Vendredi 16 octobre, un collectif d’intermittents du spectacle a pris la parole lors d’une rencontre organisée au théâtre des Célestins avec les frères Dardenne, lauréats du prix Lumière 2020.
« Personne ne nous entend »
Avec l’accord préalable des organisateurs du festival et bien sûr des invités, les militants représentés par un homme et une femme, ont prononcé un discours d’une dizaine de minutes sur la situation alarmante des travailleurs précaires, qui faisait le lien avec le film Rosetta des frères Dardenne.
« Pour nous Rosetta s’appelle Amanda »
« Rosetta », sorti en 1999 raconte l’histoire d’une jeune femme qui peine à trouver un travail pour survivre dans un monde bousculé par l’économie. 20 ans après, c’est aussi la situation que vit Amanda, étudiante boursière qui renonce à voir ses parents ou aller chez le médecin par manque de moyens. Puis ils dénoncent la précarité des intermittents du spectacle contraints parfois de vivre avec moins de 600€ par mois. « Mes droits au chômage se sont épuisés, je vais bientôt conduire sans assurance, je ne fait plus qu’un repas sur deux » raconte Fabien qui travaille dans l’événementiel depuis plus de 20 ans.
Ils soulignent cette situation par un second constat : la fortune des plus riches a largement augmenté pendant la crise.
« Aucune française, aucun français ne sera laissé sans ressources. »
Ce sont ces propos d’Emmanuel Macron que rappellent les militants. Mais ils regrettent « qu’aucune mesure d’urgence pour plus de 2 millions d’intermittents de l’emploi, extras dans l’hôtellerie, la restauration et l’évènementiel, intérimaires en CDD etc. » n’ait été prise. Et celles qui ont été annoncées sont jugées très insuffisantes pour éviter que des milliers de jeunes ne basculent dans la pauvreté.
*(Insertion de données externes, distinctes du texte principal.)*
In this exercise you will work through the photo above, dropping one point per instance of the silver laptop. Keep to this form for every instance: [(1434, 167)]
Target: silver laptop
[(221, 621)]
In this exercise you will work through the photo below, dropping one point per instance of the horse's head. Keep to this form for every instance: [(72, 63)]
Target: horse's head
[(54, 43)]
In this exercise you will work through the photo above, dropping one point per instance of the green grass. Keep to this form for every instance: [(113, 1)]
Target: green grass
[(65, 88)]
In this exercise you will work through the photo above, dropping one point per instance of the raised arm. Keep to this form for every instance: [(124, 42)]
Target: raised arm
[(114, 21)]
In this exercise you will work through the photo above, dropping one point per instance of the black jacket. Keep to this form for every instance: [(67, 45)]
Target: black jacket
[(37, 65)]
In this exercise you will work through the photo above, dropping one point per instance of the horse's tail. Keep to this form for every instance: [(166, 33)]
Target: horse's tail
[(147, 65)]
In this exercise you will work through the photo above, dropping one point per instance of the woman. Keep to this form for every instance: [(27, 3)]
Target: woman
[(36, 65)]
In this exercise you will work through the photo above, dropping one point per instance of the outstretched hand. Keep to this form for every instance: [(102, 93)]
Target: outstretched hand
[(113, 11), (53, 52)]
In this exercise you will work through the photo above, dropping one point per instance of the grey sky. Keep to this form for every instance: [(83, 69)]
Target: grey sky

C’est donc un sentiment d’invisibilité, de ne pas être entendu ou soutenus, qui est au centre de leur discours.
« Nous ne demandons pas la charité mais l’humanité et la solidarité »
Ils demandent notamment une année blanche sur les droits au chômage pour tous les intermittents et un abandon de la réforme de l’assurance chômage. « Une nouvelle assurance chômage qui permette simplement à tous les citoyens et citoyennes de pouvoir vivre dignement même si il y a un virus toute leur vie. » Ils demandent aussi à ce que les jeune de 18-25 ans puissent avoir accès au RSA. Pour eux, ce sont les seuls moyens pour éviter le pire, éviter « qu’une nouvelle fois, un jeune s’immole par le feu » comme l’étudiant Anas l’année dernière.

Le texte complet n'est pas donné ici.